Tina Brown was opening the magazine Talk [which ran from 1999 to 2001] and offering contracts with a great deal of liberty to people who were notable in some fashion or another. Graydon Carter, who hates, or at least hated Tina Brown, was competitive and offered many people, including myself, massive amounts of money so that they wouldn’t walk across the street—even though I wasn’t on his street. Anyhow, that’s how I got into Vanity Fair.
What’s the magazine’s Oscar Party like?
[It creates] a tremendous amount of hysteria, and a certain degree of anxiety, based on how you position yourself in the competitive hall of Hollywood. Then there’s happiness; people who work hard for their Oscars and are happy out of their brains.
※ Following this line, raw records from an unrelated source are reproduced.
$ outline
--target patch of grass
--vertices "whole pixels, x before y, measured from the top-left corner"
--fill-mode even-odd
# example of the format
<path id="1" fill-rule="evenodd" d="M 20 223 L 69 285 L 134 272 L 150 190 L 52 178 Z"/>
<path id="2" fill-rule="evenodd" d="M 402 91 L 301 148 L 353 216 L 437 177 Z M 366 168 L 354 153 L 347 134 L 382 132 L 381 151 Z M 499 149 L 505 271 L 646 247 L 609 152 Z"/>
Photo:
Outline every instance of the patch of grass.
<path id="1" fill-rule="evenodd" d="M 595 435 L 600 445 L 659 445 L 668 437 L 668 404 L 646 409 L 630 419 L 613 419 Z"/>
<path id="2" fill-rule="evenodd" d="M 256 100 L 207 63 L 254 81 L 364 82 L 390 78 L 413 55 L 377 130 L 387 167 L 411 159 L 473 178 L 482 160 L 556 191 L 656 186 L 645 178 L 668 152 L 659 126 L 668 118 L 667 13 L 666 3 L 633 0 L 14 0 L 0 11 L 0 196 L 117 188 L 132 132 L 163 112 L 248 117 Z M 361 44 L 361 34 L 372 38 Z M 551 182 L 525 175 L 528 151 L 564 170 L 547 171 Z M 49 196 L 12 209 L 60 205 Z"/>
In the movie business they support each other—when they are not competing in nasty ways; there is a sort of family feel to it.
What were you looking for when you began to photograph the events?
I’m the only photographer who, in the beginning, didn’t know who anybody was. I’m the sort of person who doesn’t recognize people right away anyhow, because I’m looking at them in a primary kind of way, like a baby would be: “Look at that nose or those eyes,” or something. So I don’t, like Jonathan Becker or Patrick McMullan or those guys, jump after Brad Pitt and say “Excuse me, smile!” Bang.
Name the most outrageous thing you’ve seen at a VF party.
Graydon Carter, who is a very proper man, blew a big waft of cigarette smoke into my face like some adolescent, and looked at me with a lordly priority that said, “Okay buster, what are you going to do about it?” Here’s the editor-in-chief covering me with nicotine residue from his own luscious lips and he expects me to respond. He was testing me to see whether or not I would punch him or simply defer, and of course I deferred because I was under employment to the guy.
Is it difficult to capture celebrities in a candid way when they’re so used to performing?
No, I’m so fast. The way I shoot is I’m slow as a bear and then fast as a hare. So I just linger and watch and then pooom! When I see something, a gestation of an emotion, something primary and meaningful, then I go after it like a stiletto coming out of the blade. Not necessarily with that kind of violence applied to it though.
Have you ever been star-struck?
In terms of Hollywood, no, never, because I don’t care. In terms of jazz musicians, absolutely! When I was a kid I loved Coleman Hawkins and when I used to sit with him in the Metropole [the legendary New York jazz club] in 1969 I was star-struck. I was moony-eyed. I was goofy. And then Sonny Rollins or John Coltrane… musicians have taken the stars out of my eyes and put them into my heart.